Here is an article talking a little bit about this project. Feel free to skip; the interesting stuff is all here.

Building and pushing the docker image to ECR

First of all, configure AWS' Command Line Interface locally so you can access the AWS account. Here is more information about configuring the CLI.

Now, create a repository in AWS ECR to host the docker image. You can either do this using the web interface or the command line as follows. Make sure you specify a name for your repository in place of the <repository-name> argument:

aws ecr create-repository --repository-name <repository-name>

If you don't have your AWS account identifier around, you can run the following command to get it. You are going to need the account number to build and push the docker image to ECR:

aws sts get-caller-identity --query Account

To upload your docker image to ECR, you need to login first from your terminal. The following command gets your session authenticated (make sure you replace <account-id> with your account identifier from the previous step):

$(aws ecr get-login --no-include-email --registry-id <account-id>)

Use the following command to build the docker image:

docker build \
    -t <account-id>.dkr.ecr.us-east-1.amazonaws.com/<repository-name>:1.15.0-gpu \
    --build-arg ARCHITECTURE=1.15.0-gpu .

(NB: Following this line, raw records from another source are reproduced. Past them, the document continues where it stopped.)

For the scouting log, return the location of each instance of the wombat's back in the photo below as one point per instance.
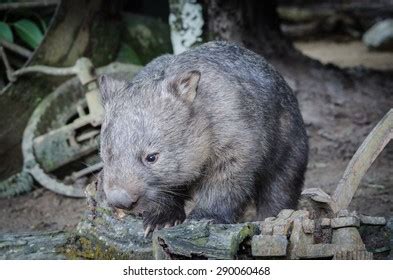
(257, 129)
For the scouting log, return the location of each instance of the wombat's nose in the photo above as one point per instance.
(120, 198)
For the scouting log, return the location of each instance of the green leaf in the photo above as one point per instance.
(128, 55)
(6, 32)
(28, 32)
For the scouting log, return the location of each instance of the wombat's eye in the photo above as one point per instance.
(151, 158)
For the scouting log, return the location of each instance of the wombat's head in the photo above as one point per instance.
(154, 143)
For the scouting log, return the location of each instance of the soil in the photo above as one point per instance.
(339, 106)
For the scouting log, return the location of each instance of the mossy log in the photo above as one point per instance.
(33, 246)
(105, 233)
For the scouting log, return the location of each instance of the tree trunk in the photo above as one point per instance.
(254, 24)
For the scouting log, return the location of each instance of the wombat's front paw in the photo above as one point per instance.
(154, 221)
(200, 214)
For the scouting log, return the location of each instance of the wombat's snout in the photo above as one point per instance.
(121, 199)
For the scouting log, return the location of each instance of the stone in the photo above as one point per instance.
(282, 228)
(316, 251)
(345, 222)
(285, 213)
(380, 35)
(299, 240)
(269, 245)
(300, 214)
(353, 255)
(325, 222)
(270, 219)
(343, 213)
(370, 220)
(266, 228)
(308, 226)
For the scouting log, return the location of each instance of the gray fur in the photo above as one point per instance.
(227, 129)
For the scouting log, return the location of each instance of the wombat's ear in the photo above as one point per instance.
(186, 85)
(109, 87)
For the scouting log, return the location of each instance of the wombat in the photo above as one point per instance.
(216, 124)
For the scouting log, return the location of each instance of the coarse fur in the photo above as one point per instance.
(225, 126)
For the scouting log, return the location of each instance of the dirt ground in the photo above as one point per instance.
(340, 107)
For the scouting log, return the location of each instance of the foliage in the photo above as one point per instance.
(28, 32)
(25, 31)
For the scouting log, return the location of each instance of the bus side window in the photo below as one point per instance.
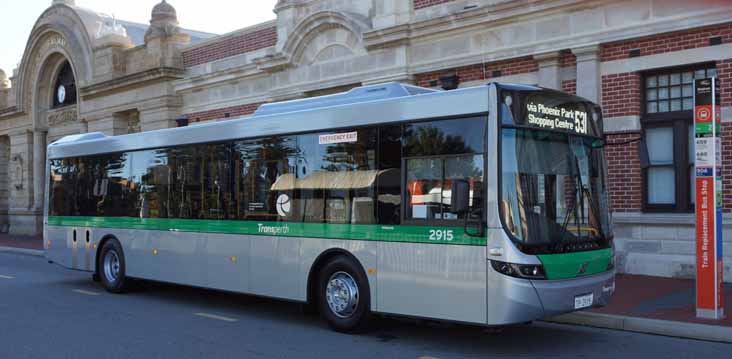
(388, 181)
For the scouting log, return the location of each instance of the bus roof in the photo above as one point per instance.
(364, 106)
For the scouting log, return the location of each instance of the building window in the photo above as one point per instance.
(668, 168)
(64, 92)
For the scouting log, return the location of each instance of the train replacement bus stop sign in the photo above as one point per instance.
(708, 149)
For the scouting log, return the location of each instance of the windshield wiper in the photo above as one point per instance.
(577, 177)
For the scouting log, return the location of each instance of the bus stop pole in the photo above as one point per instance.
(709, 201)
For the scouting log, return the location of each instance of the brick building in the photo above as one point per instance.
(636, 58)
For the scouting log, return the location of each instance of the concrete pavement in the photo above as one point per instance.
(47, 311)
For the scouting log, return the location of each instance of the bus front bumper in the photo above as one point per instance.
(513, 300)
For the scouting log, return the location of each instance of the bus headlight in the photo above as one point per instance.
(524, 271)
(611, 262)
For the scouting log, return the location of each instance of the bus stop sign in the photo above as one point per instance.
(708, 169)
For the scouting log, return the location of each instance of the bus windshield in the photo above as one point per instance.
(553, 189)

Notice that you have to replace <account-id> with your AWS account identifier and <repository-name> with the name of the repository that you created before. Also, the ARCHITECTURE build argument is used to specify the tag of the base image you want to use to construct your container. For example:

  • To build an image from the latest version of TensorFlow with GPU support, set ARCHITECTURE=1.15.0-gpu.
  • To build an image from the latest version of TensorFlow with CPU support, set ARCHITECTURE=1.15.0.

After the image finishes building, you can push it up to ECR. The image is quite large so you can expect the operation to take a few minutes depending on the speed of your connection:

docker push <account-id>.dkr.ecr.us-east-1.amazonaws.com/<repository-name>:1.15.0-gpu

Uploading relevant resources to S3

Now that your docker image is out of the way, you have to create and upload all the relevant resources to S3 so SageMaker can make them available to your image. Assuming you want to train your model on SageMaker (instead of just serve a model that was already trained) here is what you need to upload:

  • TFRecord files with your training and validation data. You can read more about TFRecords here. These files contain your training and validation images plus annotations.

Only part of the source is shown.